A fired-up weekend in Lebanon's capital, Beirut, has left dozens of injuries among peaceful protestors and security officers. 

Clashes between the latter two erupted on Saturday night and dragged into the early hours of Monday, with a few hours of truce in between. The events, which are considered the most violent since Lebanon's historic uprising against the country's ruling elite started on Oct. 17, played out on live television. 

Confrontations began when thousands of demonstrators tried to move into Nejmeh Square near parliament on Saturday evening. Riot police immediately gathered at the scene and threw tear gas cans at protestors. Activists reported rubber bullets were also fired at crowds. In retaliation, a number of protestors threw stones at police, injuring over 20 officers, according to the BBC.

The Lebanese Red Cross confirmed over 30 injuries were attended to and taken to local hospitals. 

In the wake of the clashes, the country's Minister of Interior Rayya El Hassan and Lebanese army officials "discussed the events" and said investigations would be launched into any violations committed on part of security officials. 

"We were all peaceful, just chanting and protesting as we have been doing for the past two months.

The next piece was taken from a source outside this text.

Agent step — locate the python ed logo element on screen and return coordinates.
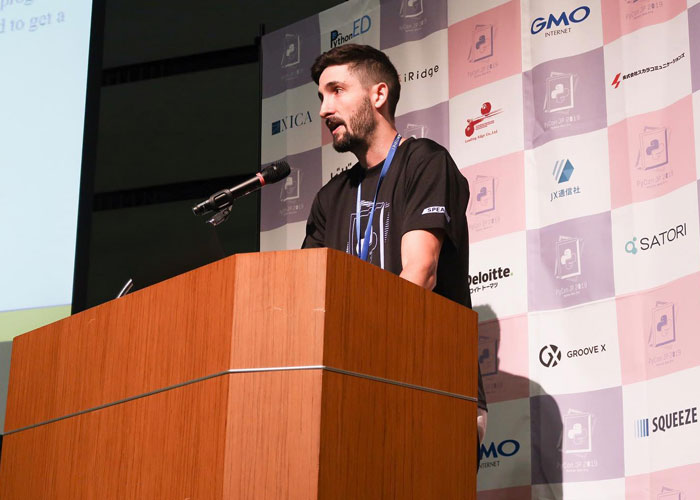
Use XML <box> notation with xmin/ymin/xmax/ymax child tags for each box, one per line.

Police are saying we pushed metal barriers but I didn't see anyone doing that and even if someone did that, there's no excuse for the way we were treated," Salam, an activist who was at Saturday's protest, told StepFeed. 

According to him, demonstrators were ambushed by riot police as well as tear gassed, shoved, and beaten; a few were also detained.

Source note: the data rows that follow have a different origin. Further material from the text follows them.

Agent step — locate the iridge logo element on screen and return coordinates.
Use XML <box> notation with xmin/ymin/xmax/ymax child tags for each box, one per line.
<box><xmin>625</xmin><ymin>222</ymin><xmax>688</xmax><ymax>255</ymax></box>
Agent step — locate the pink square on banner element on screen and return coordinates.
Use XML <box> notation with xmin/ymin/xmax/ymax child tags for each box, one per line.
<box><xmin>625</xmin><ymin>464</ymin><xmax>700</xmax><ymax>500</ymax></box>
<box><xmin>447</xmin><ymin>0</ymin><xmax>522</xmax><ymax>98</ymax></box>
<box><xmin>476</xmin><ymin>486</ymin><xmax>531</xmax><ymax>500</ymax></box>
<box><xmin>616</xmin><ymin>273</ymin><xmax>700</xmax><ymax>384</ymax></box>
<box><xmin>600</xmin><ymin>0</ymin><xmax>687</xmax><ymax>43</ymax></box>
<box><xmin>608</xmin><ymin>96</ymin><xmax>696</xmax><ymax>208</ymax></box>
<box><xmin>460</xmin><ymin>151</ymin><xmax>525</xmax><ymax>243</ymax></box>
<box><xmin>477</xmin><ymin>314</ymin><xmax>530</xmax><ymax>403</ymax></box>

Earlier in the day, masked men believed to be affiliated with Lebanese political parties attacked tents placed at Riad Al Solh. They then assaulted security officers on ground but weren't tackled back in any way. 

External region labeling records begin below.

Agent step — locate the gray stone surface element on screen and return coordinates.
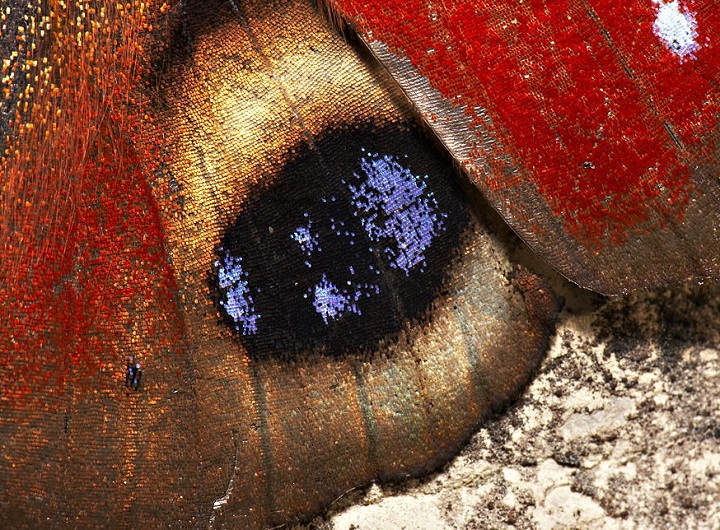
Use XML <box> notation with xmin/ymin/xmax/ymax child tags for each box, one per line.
<box><xmin>296</xmin><ymin>274</ymin><xmax>720</xmax><ymax>530</ymax></box>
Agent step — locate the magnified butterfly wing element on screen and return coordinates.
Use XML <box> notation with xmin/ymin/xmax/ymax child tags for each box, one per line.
<box><xmin>326</xmin><ymin>0</ymin><xmax>720</xmax><ymax>294</ymax></box>
<box><xmin>0</xmin><ymin>1</ymin><xmax>556</xmax><ymax>529</ymax></box>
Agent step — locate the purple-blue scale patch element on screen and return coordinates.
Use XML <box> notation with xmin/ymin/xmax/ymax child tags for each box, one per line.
<box><xmin>215</xmin><ymin>248</ymin><xmax>260</xmax><ymax>335</ymax></box>
<box><xmin>348</xmin><ymin>149</ymin><xmax>447</xmax><ymax>275</ymax></box>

Thousands expressed anger over this specific matter, pointing out how police practice extreme restraint when dealing with thugs but resort to violence when targeting peaceful protestors. 

As the weekend's violent events unfolded, online activists documented the ongoings and posted footage capturing the clashes. 

The attack was captured minute-by-minute

Riot police violently beat up protestors

Hundreds of tear gas canisters were dispersed in the area

Protestors retaliated and went viral for it

Sunday night witnessed the same clashes

The violence didn't deter demonstrators, though

Saturday's violent events didn't deter thousands of protestors who were back in the streets the next day. After hours of peaceful demonstrations, clashes broke out again between groups of protestors and riot police on Sunday evening and all through the night. 

Lebanon's uprising led to the resignation of Prime Minister Saad Hariri late in October. Since then, discussions aimed at forming a new government remain deadlocked.

The country's parliamentarians are expected to hold a session to name a new prime minister on Monday (Dec. 16). Experts believe Hariri is set to be named again despite protestors' calls for the formation of a completely technocratic government.